ERA404 Helps Vessel Crew Become a Little More Social
NEW YORK—This summer, Deb Deffaa of Trident Networks contacted ERA404 with an idea to bring the world of social networking to the crew of seafaring vessels. And while the logistics seemed mind-boggling, the idea sounded more than intriguing.
In 2011, the 360 commercial ports of America, alone, took-in goods worth $1.73 trillion. There are more than 100,000 ships at sea, carrying between 12 and 110 crew members. Each laborer signs-on for contracts lasting 4-6 months. And while many of the sailors have families at home—be it Germany, Panama, The Philippines, or somewhere in between—they need to keep in touch with expensive satellite phone calls and with limited access to email. Shore-leave time dwindles at just a few hours, giving them little ability to even set foot in the countries where they deliver their precious cargo. And their view through a porthole window always replays the same footage of the middle of the ocean.
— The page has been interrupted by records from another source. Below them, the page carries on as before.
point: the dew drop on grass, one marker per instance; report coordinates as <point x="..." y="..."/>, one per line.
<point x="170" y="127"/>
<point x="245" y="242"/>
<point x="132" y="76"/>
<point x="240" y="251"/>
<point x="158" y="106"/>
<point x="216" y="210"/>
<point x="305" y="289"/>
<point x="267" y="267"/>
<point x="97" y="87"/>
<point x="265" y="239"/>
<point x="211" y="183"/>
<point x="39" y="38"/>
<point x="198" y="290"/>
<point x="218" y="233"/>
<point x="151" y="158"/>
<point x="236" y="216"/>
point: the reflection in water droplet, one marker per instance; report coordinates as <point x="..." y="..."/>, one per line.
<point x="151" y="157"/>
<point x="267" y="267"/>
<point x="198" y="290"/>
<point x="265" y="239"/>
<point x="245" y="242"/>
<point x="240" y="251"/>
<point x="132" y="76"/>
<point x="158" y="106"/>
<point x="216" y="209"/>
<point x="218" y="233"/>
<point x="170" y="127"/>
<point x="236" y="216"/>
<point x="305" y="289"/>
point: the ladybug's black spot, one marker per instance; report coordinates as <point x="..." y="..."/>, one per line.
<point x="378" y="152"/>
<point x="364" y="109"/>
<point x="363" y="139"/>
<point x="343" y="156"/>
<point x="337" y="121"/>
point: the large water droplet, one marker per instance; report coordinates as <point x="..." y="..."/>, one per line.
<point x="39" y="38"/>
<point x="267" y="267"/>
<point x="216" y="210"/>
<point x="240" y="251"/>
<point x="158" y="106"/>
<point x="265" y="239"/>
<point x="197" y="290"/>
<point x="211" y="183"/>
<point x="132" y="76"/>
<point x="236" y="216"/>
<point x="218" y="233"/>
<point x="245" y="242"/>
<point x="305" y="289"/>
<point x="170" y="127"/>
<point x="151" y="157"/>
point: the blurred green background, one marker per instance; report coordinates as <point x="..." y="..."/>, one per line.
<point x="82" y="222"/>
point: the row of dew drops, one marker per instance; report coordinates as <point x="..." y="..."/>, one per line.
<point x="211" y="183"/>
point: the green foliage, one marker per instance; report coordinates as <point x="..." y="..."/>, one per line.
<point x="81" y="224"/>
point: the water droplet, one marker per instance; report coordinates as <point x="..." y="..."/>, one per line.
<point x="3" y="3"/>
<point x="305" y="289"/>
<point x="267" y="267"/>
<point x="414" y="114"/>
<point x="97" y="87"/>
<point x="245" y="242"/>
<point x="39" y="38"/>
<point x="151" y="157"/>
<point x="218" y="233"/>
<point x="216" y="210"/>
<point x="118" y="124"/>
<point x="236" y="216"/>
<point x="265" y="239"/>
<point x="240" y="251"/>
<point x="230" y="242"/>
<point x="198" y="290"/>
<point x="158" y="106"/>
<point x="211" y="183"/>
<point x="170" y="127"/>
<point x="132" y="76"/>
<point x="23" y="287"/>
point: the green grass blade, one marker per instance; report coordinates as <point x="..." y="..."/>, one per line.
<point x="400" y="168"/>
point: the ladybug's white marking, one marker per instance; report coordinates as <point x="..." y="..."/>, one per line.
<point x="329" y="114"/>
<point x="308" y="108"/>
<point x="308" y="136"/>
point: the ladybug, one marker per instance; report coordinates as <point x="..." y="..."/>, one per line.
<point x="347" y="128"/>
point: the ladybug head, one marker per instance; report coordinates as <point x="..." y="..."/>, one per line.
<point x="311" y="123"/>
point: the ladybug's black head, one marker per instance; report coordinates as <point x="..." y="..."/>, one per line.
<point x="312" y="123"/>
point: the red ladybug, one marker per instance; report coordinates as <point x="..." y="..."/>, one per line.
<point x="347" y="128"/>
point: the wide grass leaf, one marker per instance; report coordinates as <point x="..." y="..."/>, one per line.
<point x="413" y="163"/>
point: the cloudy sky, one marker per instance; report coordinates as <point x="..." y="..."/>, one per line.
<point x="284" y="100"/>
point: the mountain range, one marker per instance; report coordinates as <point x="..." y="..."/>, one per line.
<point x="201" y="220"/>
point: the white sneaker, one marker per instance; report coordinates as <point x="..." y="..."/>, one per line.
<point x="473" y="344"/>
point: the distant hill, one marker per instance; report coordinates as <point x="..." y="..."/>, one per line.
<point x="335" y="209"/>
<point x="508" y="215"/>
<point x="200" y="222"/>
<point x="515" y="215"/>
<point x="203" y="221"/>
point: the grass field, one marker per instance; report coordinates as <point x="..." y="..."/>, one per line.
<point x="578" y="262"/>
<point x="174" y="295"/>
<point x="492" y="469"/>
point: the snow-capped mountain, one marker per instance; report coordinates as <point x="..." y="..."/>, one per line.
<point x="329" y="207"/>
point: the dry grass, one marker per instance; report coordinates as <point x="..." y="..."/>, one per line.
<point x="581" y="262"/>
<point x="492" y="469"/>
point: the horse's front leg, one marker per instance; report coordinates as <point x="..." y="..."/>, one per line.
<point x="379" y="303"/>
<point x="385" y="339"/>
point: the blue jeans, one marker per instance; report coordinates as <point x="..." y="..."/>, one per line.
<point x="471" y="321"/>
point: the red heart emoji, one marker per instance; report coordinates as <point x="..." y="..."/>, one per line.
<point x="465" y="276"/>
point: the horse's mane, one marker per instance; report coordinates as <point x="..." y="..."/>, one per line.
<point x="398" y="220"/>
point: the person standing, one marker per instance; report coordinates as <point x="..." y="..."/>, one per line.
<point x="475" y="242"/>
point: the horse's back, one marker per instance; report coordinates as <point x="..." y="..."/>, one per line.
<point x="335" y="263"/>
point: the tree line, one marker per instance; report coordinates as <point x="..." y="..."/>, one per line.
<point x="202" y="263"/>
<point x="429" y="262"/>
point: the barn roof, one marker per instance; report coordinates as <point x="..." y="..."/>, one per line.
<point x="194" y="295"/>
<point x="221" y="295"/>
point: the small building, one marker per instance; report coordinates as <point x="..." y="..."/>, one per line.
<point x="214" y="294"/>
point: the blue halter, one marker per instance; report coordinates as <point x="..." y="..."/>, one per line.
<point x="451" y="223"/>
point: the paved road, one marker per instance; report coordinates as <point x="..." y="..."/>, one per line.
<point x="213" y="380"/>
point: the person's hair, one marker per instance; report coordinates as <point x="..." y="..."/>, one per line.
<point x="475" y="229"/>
Ms. Deffaa imagined creating a high-performance, low-bandwidth communications network that could transmit and receive data through satellites to give these sailors access to programming, products, services, and most importantly, social media. That’s where ERA404 came in.
“We had to completely rethink how the dataflow could operate,” said Technical Director, Mike Citarella. “As data packages for satellites are expensive, it meant we needed to evaluate every byte we transferred—optimizing, compiling, and compressing each payload.”
In May, Trident Networks hired ERA404 to scope the entire project and draft the initial database architecture for what would soon be called Seamate. A project’s scope is a finely granular blueprint that incorporates every function, every screen, even every checkbox in the project. ERA404 then uses this scope to develop a strategy for the project’s execution.
“We worked with Ms. Deffaa over a period of six weeks and ultimately created a massive checklist of all the design, development, and infrastructure that would be needed to bring her idea to life,” said Citarella.
Following the concepting of the back-end architecture, Trident returned to ERA404 to assist with front-end strategy and design.
“We liked their portfolio of work,” said Deffaa. “As opposed to other studios we evaluated, ERA404’s approach seemed innovative and pushed the envelope to create original, inviting experiences.”
Seamate v1.0 would incorporate eight different sections, including: Social, Messages, Videos, Music, Pictures, Games, Cards and an online ecommerce system. ERA404 worked with Trident to create the strategic user interface/experience (Strategic UI/UX) and design the interface (Creative UI/UX) for all eight sections. Working closely with Trident’s team of developers, ERA404 worked through the scope to build-out the Social section, complete with instant messaging, jobs and status updates.
“We looked at the things that popular social networks were doing well and thought about how our audience could benefit from each of these, with the restrictions of limited satellite data in mind,” said Citarella.
“Part of the uniqueness for this project,” said Creative Director, Don Citarella, “is that in each vessel in the entire fleet, crew members could speak dozens of different languages. And while they’re highly skilled at their jobs, we needed to think about proficiency in technology and limitations in access devices, too.”
Seamate, which is uniquely designed for worksites where traditional communication is limited, also incorporates a land-based component, whereby families, colleagues, and friends of the crew are given the same social interfaces. “We’re building bridges across oceans.”
The resulting interface incorporates clean, fluid, modular design that color-coded iconography for each of the sections of Seamate. System messages are coded through language files with international web fonts and scalable dimensions and resolutions. As each user connects to the system, it customizes itself based on their devices and their preferences.
“We knew [ERA404] was meticulous in how they scoped the product, but were pleasantly surprised at the level of detail that went into each step of the process, from strategy to launch,” said Deffaa. “More importantly, there was always an open, consistent dialogue between them and our team, to ensure we were all acting as one mind to create the best possible product. They talked ones and zeros with our coders, high-level strategy with our management, and creative and commercial thinking with our sales and marketing team. This caliber of communication made the whole process enjoyable and helped us to create a cohesive, polished product.”
“Deb’s great,” said Don Citarella. “Trident’s ambition and openness to new innovations and design ideas really makes them the ideal client. And when you have that kind of synergy, you can see it in the smoothness of the process and the quality of the work. Plus, we had time to dish about Game of Thrones at the end of the calls.”
ERA404 has signed a retainer to work with Trident through the development of Seamate’s marketing and promotional campaigns and a host of new features for v1.1.
So would Trident Networks recommend working with ERA404? “Absolutely,” said Deffaa. “Just wait until I’m done with them.”